As the first sign of hypothyroidism, anemia manifests in different ways. Erdogan Mehmet et al. [39] found that the frequency of anemia in subclinical hypothyroidism (39%) was as high as that in overt hypothyroidism (43%). However, to the best of our knowledge, no published study has researched the association between euthyroid sick syndrome and anemia, especially in CKD patients. In the present study, anemia prevalence was 84.2% in patients with low T3 syndrome and CKD, much higher than in the categories reported by Mehmet et al. Moreover, compared with euthyroid subjects, Hb, HCT and RBC were much lower in the low T3 group (P<0.01) and positively correlated to serum TT3 and FT3 levels (P<0.01), indicating that the lower the serum T3 level, the more serious anemia becomes. Taken together, these studies imply that the specific metabolic environment in CKD may induce anemia by influencing thyroid hormones. In any case, it is important to consider thyroid dysfunction, such as subclinical hypothyroidism or low T3 syndrome when unexplained anemia or refractory anemia occurs in CKD patients.

While euthyroid sick syndrome, especially the low T3 syndrome, is widely found in CKD patients, the low T3 levels (especially total T3 and not free T3) have been correlated with higher levels of markers of inflammation (CRP, IL-6, etc.), malnutrition (lower pre-albumin, IGF-1), increased endothelial dysfunction, poorer cardiac function, poor survival, and higher all-cause as well as cardiovascular mortality in some studies. The clinical importance of this low T3 syndrome is still controversial. Some of these studies were underpowered to detect these associations or did not exclude confounders appropriately.
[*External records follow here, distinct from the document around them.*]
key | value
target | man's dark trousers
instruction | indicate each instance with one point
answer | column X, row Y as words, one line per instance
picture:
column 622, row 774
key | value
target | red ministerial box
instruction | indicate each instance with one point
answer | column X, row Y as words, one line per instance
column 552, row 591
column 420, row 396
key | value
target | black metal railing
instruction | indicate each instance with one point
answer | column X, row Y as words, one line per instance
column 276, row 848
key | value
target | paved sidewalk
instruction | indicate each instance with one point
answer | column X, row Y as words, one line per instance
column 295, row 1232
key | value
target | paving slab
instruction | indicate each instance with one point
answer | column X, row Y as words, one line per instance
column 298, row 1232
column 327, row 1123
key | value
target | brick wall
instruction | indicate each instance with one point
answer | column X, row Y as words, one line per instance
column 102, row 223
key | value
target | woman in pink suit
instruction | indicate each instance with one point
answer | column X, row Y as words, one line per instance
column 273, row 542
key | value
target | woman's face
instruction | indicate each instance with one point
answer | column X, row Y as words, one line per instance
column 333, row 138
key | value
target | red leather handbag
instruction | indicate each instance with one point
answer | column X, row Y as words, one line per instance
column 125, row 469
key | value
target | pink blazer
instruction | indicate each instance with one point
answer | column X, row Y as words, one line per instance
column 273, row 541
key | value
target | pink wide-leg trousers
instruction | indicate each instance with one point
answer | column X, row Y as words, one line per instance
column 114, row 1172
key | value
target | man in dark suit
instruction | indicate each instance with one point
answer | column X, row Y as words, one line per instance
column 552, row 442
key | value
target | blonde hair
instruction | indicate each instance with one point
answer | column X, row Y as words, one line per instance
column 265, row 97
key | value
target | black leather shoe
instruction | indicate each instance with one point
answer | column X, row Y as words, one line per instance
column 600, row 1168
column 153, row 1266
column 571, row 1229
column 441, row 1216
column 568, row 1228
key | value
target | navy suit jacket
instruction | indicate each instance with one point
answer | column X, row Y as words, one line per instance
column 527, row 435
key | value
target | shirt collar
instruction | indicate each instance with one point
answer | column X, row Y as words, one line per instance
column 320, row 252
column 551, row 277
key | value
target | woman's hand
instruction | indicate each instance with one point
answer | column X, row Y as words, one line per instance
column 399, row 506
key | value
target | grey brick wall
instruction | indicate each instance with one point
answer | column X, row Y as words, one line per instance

Limitations of T3 replacement therapy for CKD patients

The existence of a potential feedback mechanism between thyroid function and immune inflammatory factors in CKD patients indicate that maintenance of normal thyroid function might be important. However, it is still controversial whether CKD patients should be treated with thyroid hormone replacement. In several animal models, long-term L-T3 replacement has been proven to preserve the mitochondria and prevent ischemic cardiac remodeling [40,41]. The vast majority of research in therapy of patients with ESS failed to show clinical benefits [42-44]. We still need large-scale, multi-centered randomized controlled trials to clarify the need for thyroid hormone replacement in CKD and the specific therapy methods.

Our limitations

This study has several limitations that should be noted. The number of subjects was limited, with 50.5% over 70 years of age, which might have induced selection bias in this study. GFR was estimated using serum creatinine concentrations in the MDRD equation, which may be imprecise at higher GFR levels, albeit less so with the use of calibrated creatinine measurements. The cross-sectional design of the study also precludes the establishment of causal or temporal relationships among energy metabolism, anemia, inflammatory state, and low T3 syndrome.

Conclusions

A high prevalence of low T3 syndrome was observed in CKD patients not undergoing dialysis, even in early stages. The increasing prevalence of low T3 with CKD stage indicates that it is of predictive value for the severity of CKD in patients who are in the early stages of disease. Furthermore, low T3 syndrome is closely associated with both MICS and anemia.